Exercise 1. (Henan Experimental Zone) 23. As shown in the figure, a parabola with a straight axis of symmetry passes through this point.

A (6 6,0) and B (0 0,4).

(1) Find the parabolic analytical formula and vertex coordinates;

(2) Let point E (,) be the moving point on the parabola, located in the fourth quadrant, and the quadrilateral OEAF is a parallelogram with OA as the diagonal. Find the functional relationship of the area s sum of parallelogram OEAF, and write the range of independent variables.

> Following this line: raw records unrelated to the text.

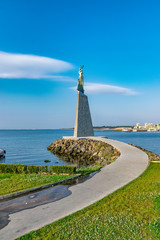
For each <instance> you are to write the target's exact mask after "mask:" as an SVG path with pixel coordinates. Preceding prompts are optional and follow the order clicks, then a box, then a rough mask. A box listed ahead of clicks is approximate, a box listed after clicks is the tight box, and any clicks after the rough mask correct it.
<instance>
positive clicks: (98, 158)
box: [48, 138, 120, 166]
mask: <svg viewBox="0 0 160 240" xmlns="http://www.w3.org/2000/svg"><path fill="white" fill-rule="evenodd" d="M48 150H49V151H51V152H52V153H54V154H56V155H58V156H59V157H60V158H62V159H63V160H65V161H68V162H71V163H75V164H78V165H84V164H93V163H95V162H96V163H97V162H98V163H100V165H102V166H104V165H106V164H109V163H111V162H112V161H114V160H115V159H116V158H117V157H118V156H119V155H120V153H119V151H118V150H117V149H115V148H113V147H112V146H111V145H109V144H107V143H104V142H101V141H96V140H91V139H84V138H83V139H76V140H73V139H57V140H56V141H55V142H54V143H52V144H51V145H50V146H49V147H48ZM63 157H64V158H63Z"/></svg>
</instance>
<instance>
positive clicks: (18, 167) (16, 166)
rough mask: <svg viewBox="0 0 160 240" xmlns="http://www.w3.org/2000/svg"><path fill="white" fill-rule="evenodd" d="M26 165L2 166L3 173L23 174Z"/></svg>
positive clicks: (16, 164) (1, 171)
mask: <svg viewBox="0 0 160 240" xmlns="http://www.w3.org/2000/svg"><path fill="white" fill-rule="evenodd" d="M25 168H26V165H21V164H3V163H2V164H0V172H1V173H23V172H25Z"/></svg>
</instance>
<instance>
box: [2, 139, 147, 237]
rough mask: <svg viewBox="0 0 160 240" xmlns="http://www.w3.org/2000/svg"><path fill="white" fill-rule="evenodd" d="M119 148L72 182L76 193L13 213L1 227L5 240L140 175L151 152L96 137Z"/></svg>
mask: <svg viewBox="0 0 160 240" xmlns="http://www.w3.org/2000/svg"><path fill="white" fill-rule="evenodd" d="M92 139H95V140H100V141H104V142H107V143H109V144H111V145H113V146H114V147H115V148H117V149H119V150H120V152H121V155H120V157H119V158H118V159H117V160H116V161H115V162H113V163H112V164H110V165H108V166H106V167H104V168H102V169H101V171H100V172H99V173H97V174H96V175H94V176H93V177H92V178H91V179H89V180H87V181H85V182H84V183H81V184H77V185H74V186H71V187H70V188H69V190H70V191H71V192H72V194H71V195H70V196H68V197H66V198H63V199H61V200H59V201H56V202H52V203H48V204H45V205H41V206H38V207H35V208H32V209H27V210H23V211H20V212H17V213H14V214H11V215H10V223H9V224H8V225H7V226H6V227H5V228H3V229H2V230H1V231H0V239H1V240H10V239H14V238H17V237H20V236H22V235H24V234H26V233H28V232H30V231H32V230H36V229H38V228H41V227H42V226H44V225H47V224H50V223H52V222H54V221H56V220H58V219H60V218H63V217H65V216H67V215H69V214H71V213H74V212H76V211H78V210H81V209H83V208H85V207H87V206H89V205H91V204H92V203H95V202H97V201H98V200H100V199H102V198H103V197H105V196H107V195H108V194H110V193H112V192H114V191H115V190H117V189H119V188H121V187H122V186H124V185H126V184H127V183H129V182H130V181H132V180H134V179H135V178H137V177H138V176H139V175H140V174H142V173H143V172H144V170H145V169H146V168H147V166H148V156H147V154H146V153H144V152H143V151H141V150H140V149H138V148H136V147H133V146H130V145H128V144H126V143H122V142H119V141H115V140H111V139H105V138H100V137H92Z"/></svg>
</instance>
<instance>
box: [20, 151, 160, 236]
mask: <svg viewBox="0 0 160 240" xmlns="http://www.w3.org/2000/svg"><path fill="white" fill-rule="evenodd" d="M152 157H153V156H152ZM30 239H36V240H40V239H47V240H49V239H66V240H67V239H68V240H74V239H75V240H80V239H87V240H88V239H97V240H99V239H106V240H117V239H124V240H125V239H134V240H135V239H137V240H141V239H152V240H154V239H157V240H158V239H160V164H158V163H152V162H151V163H150V166H149V167H148V169H147V170H146V171H145V172H144V173H143V174H142V175H141V176H140V177H139V178H137V179H136V180H134V181H133V182H131V183H130V184H128V185H126V186H125V187H123V188H121V189H119V190H117V191H116V192H114V193H112V194H110V195H109V196H107V197H105V198H104V199H102V200H101V201H98V202H97V203H95V204H93V205H91V206H89V207H87V208H85V209H83V210H81V211H79V212H77V213H74V214H72V215H70V216H68V217H65V218H63V219H61V220H59V221H57V222H55V223H52V224H50V225H48V226H45V227H43V228H41V229H39V230H37V231H33V232H31V233H29V234H27V235H25V236H23V237H21V238H19V240H30Z"/></svg>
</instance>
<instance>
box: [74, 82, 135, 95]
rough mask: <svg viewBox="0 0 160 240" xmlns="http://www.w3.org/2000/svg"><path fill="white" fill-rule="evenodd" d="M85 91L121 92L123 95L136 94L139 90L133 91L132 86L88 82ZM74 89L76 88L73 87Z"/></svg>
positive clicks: (85, 87)
mask: <svg viewBox="0 0 160 240" xmlns="http://www.w3.org/2000/svg"><path fill="white" fill-rule="evenodd" d="M84 88H85V92H86V93H89V94H121V95H136V94H138V93H137V92H135V91H133V90H132V89H130V88H125V87H119V86H113V85H108V84H100V83H86V84H85V87H84ZM72 89H74V90H75V89H76V87H73V88H72Z"/></svg>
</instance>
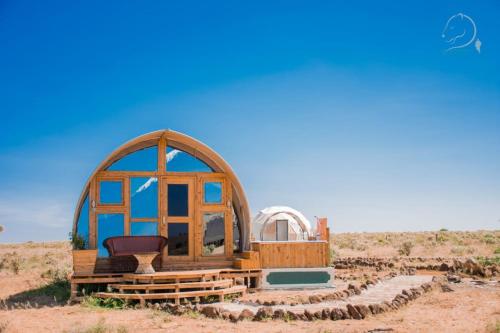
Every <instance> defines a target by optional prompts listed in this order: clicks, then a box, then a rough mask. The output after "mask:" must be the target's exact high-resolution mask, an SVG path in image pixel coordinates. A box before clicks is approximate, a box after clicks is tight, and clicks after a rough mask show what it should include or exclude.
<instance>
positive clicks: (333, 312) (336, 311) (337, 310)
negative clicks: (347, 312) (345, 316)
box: [330, 308, 343, 320]
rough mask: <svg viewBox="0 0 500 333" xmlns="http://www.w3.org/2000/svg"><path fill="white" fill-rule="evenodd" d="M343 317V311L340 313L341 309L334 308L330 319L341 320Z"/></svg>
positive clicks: (331, 312)
mask: <svg viewBox="0 0 500 333" xmlns="http://www.w3.org/2000/svg"><path fill="white" fill-rule="evenodd" d="M342 317H343V315H342V311H340V309H339V308H333V309H332V310H331V311H330V319H331V320H341V319H342Z"/></svg>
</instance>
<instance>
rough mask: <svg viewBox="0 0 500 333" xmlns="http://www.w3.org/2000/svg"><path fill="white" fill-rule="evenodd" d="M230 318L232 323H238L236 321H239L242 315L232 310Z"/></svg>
mask: <svg viewBox="0 0 500 333" xmlns="http://www.w3.org/2000/svg"><path fill="white" fill-rule="evenodd" d="M229 320H230V321H231V322H232V323H236V322H238V320H240V317H239V315H238V313H236V312H231V313H230V314H229Z"/></svg>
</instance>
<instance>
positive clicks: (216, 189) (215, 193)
mask: <svg viewBox="0 0 500 333" xmlns="http://www.w3.org/2000/svg"><path fill="white" fill-rule="evenodd" d="M204 187H205V188H204V194H205V195H204V199H203V201H204V202H205V203H208V204H220V203H222V183H221V182H206V183H205V186H204Z"/></svg>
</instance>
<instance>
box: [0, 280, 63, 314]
mask: <svg viewBox="0 0 500 333" xmlns="http://www.w3.org/2000/svg"><path fill="white" fill-rule="evenodd" d="M69 296H70V284H69V281H68V280H62V279H61V280H58V279H57V280H52V281H51V282H49V283H47V284H45V285H43V286H41V287H38V288H35V289H30V290H26V291H23V292H20V293H17V294H14V295H11V296H9V297H8V298H7V299H4V300H1V301H0V309H13V308H14V309H16V308H21V309H30V308H41V307H44V306H49V307H52V306H60V305H64V304H67V301H68V299H69Z"/></svg>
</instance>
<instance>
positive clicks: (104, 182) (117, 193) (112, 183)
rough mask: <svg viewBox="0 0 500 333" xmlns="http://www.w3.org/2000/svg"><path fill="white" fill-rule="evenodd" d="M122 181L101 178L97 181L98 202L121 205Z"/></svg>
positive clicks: (121, 198)
mask: <svg viewBox="0 0 500 333" xmlns="http://www.w3.org/2000/svg"><path fill="white" fill-rule="evenodd" d="M122 194H123V193H122V182H121V181H119V180H102V181H100V182H99V203H101V204H107V205H113V204H118V205H121V204H122V203H123V195H122Z"/></svg>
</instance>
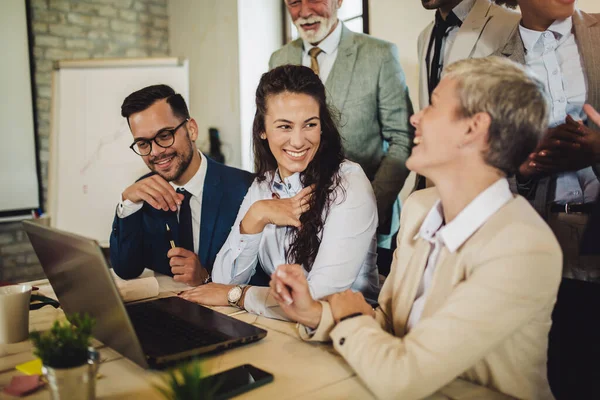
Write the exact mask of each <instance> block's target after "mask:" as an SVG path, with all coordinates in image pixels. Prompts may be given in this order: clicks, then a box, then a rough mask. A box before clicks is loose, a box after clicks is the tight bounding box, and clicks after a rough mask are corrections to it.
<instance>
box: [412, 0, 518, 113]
mask: <svg viewBox="0 0 600 400" xmlns="http://www.w3.org/2000/svg"><path fill="white" fill-rule="evenodd" d="M520 18H521V15H520V14H519V13H517V12H515V11H512V10H509V9H507V8H505V7H500V6H498V5H496V4H493V3H492V2H490V0H477V1H476V2H475V5H474V6H473V8H472V9H471V12H470V13H469V15H468V16H467V18H466V19H465V20H464V22H463V24H462V26H461V27H460V29H459V30H458V34H457V35H456V40H455V42H454V45H453V46H452V51H451V52H450V54H449V56H448V61H447V62H446V63H445V64H446V65H450V64H452V63H453V62H455V61H459V60H464V59H467V58H479V57H487V56H489V55H490V54H492V53H493V52H494V51H495V50H496V49H497V48H498V47H500V46H501V45H503V44H504V43H506V40H507V39H508V38H509V37H510V35H511V34H512V32H513V30H515V28H516V27H517V24H518V23H519V20H520ZM433 26H434V22H431V23H430V24H429V25H428V26H427V28H425V29H424V30H423V31H422V32H421V34H420V35H419V41H418V52H419V107H420V109H421V110H422V109H423V108H425V107H427V105H428V104H429V90H428V87H427V76H428V74H427V65H426V62H425V57H426V56H427V48H428V47H429V40H430V38H431V32H432V31H433Z"/></svg>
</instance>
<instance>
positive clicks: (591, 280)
mask: <svg viewBox="0 0 600 400" xmlns="http://www.w3.org/2000/svg"><path fill="white" fill-rule="evenodd" d="M496 3H500V4H507V5H509V6H514V5H517V4H518V5H519V6H520V8H521V13H522V20H521V24H520V25H519V29H517V30H515V31H514V32H513V35H512V36H511V38H510V39H509V40H508V42H507V43H506V45H505V46H503V47H500V48H499V50H498V51H497V53H496V54H497V55H503V56H505V57H509V58H510V59H512V60H513V61H517V62H519V63H521V64H525V65H527V66H528V67H529V68H530V69H531V70H533V71H534V72H535V73H536V74H537V75H538V76H542V77H543V79H544V82H545V85H546V91H547V95H548V100H549V102H550V104H551V109H550V111H551V113H550V116H549V117H550V127H551V128H550V129H549V130H548V132H547V134H546V136H545V137H544V138H543V140H542V141H541V143H540V145H539V146H538V148H537V149H536V151H535V152H534V153H532V154H531V155H530V156H529V159H528V160H527V161H526V162H525V163H524V164H523V165H522V166H521V168H520V169H519V173H518V174H517V176H516V180H515V181H513V183H515V185H513V190H514V191H518V192H519V194H521V195H523V196H525V197H526V198H528V199H529V200H530V201H531V202H532V204H533V206H534V207H535V208H536V210H537V211H538V212H539V213H540V214H541V215H542V217H544V219H546V221H547V222H548V224H549V225H550V227H551V228H552V230H553V231H554V233H555V235H556V237H557V238H558V241H559V242H560V244H561V247H562V249H563V254H564V270H563V276H564V277H566V278H572V279H577V280H584V281H590V282H600V257H598V256H596V257H594V256H584V255H582V254H580V242H581V238H582V235H583V231H584V228H585V226H586V224H587V220H588V217H589V214H590V212H591V210H592V204H593V202H594V201H595V199H596V198H597V196H598V193H599V192H600V181H599V179H598V176H599V175H600V168H599V167H600V127H599V126H598V125H597V119H598V116H597V114H596V112H595V111H594V108H595V109H596V110H598V109H600V73H599V70H598V64H599V63H600V55H599V52H598V45H597V43H598V41H600V15H598V14H587V13H585V12H583V11H581V10H578V9H576V8H575V1H570V2H569V1H562V0H518V1H517V0H496ZM586 104H587V105H586Z"/></svg>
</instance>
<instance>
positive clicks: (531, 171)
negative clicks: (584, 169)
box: [519, 116, 600, 179]
mask: <svg viewBox="0 0 600 400" xmlns="http://www.w3.org/2000/svg"><path fill="white" fill-rule="evenodd" d="M598 141H600V134H598V133H597V132H594V131H592V130H591V129H589V128H587V127H585V126H584V125H583V124H582V123H581V122H577V121H575V120H573V118H571V116H568V117H567V119H566V121H565V123H564V124H561V125H559V126H556V127H554V128H550V129H548V131H547V133H546V135H545V136H544V138H543V139H542V141H541V142H540V144H539V145H538V147H537V149H536V150H535V151H534V152H533V153H531V154H530V155H529V157H528V159H527V161H525V162H524V163H523V164H522V165H521V167H520V168H519V175H520V176H521V177H523V178H525V179H531V178H540V177H542V176H547V175H551V174H556V173H560V172H567V171H577V170H580V169H582V168H585V167H588V166H590V165H592V164H594V159H595V157H594V152H595V151H596V150H594V147H596V146H600V145H599V144H596V142H598Z"/></svg>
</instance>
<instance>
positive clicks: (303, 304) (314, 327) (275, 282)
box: [269, 264, 322, 329]
mask: <svg viewBox="0 0 600 400" xmlns="http://www.w3.org/2000/svg"><path fill="white" fill-rule="evenodd" d="M269 286H270V287H271V295H272V296H273V298H274V299H275V300H277V303H279V306H280V307H281V309H282V310H283V312H285V314H286V315H287V316H288V317H289V318H290V319H291V320H294V321H297V322H299V323H301V324H303V325H305V326H308V327H309V328H312V329H315V328H316V327H317V326H319V323H320V322H321V311H322V306H321V303H319V302H318V301H316V300H314V299H313V298H312V296H311V294H310V290H309V289H308V282H307V280H306V277H305V276H304V270H303V269H302V267H301V266H300V265H298V264H285V265H280V266H279V267H277V269H276V270H275V272H273V274H272V275H271V282H270V283H269Z"/></svg>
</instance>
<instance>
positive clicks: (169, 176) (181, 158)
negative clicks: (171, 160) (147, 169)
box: [152, 143, 194, 182]
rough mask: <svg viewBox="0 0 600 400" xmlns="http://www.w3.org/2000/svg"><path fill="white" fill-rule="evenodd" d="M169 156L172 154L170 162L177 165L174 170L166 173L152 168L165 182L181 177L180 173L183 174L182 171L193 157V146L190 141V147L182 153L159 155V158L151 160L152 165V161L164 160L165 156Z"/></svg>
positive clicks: (158, 160)
mask: <svg viewBox="0 0 600 400" xmlns="http://www.w3.org/2000/svg"><path fill="white" fill-rule="evenodd" d="M171 156H173V161H172V162H174V163H175V164H176V165H177V168H176V169H175V171H173V172H171V173H168V174H167V173H165V172H163V171H158V170H156V169H154V168H152V170H153V171H154V172H156V173H157V174H158V175H159V176H160V177H162V178H163V179H164V180H166V181H167V182H172V181H176V180H178V179H179V178H180V177H181V175H183V173H184V172H185V171H186V170H187V168H188V167H189V166H190V163H191V162H192V158H193V157H194V146H192V145H191V143H190V147H189V149H188V151H187V152H185V153H184V154H181V153H173V154H169V155H167V156H164V157H161V158H159V159H155V160H153V161H152V166H154V163H156V162H159V161H160V160H164V159H165V158H169V157H171Z"/></svg>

① When the area of the parallelogram OEAF is 24, please judge whether the parallelogram OEAF is a diamond?

② Is there a point E that makes the parallelogram OEAF square? If it exists, find the coordinates of point e; If it does not exist, please explain why.

Exercise 2. Deyang City, Sichuan Province, 25. As shown in the figure, it is known that the vertex of the parabola that intersects the axis at points and is, the parabola is symmetrical with the axis, and the vertex is.

(1) Find the function relation of parabola;

(2) It is known that the origin, the fixed point, the point on the plane and the point on the plane are always symmetrical, so when the point moves, the quadrilateral with the point as the vertex is a parallelogram?

(3) Is there anything in the world that makes it a right triangle with a hypotenuse and an angle? If it exists, find the coordinates of the point; If it does not exist, explain why.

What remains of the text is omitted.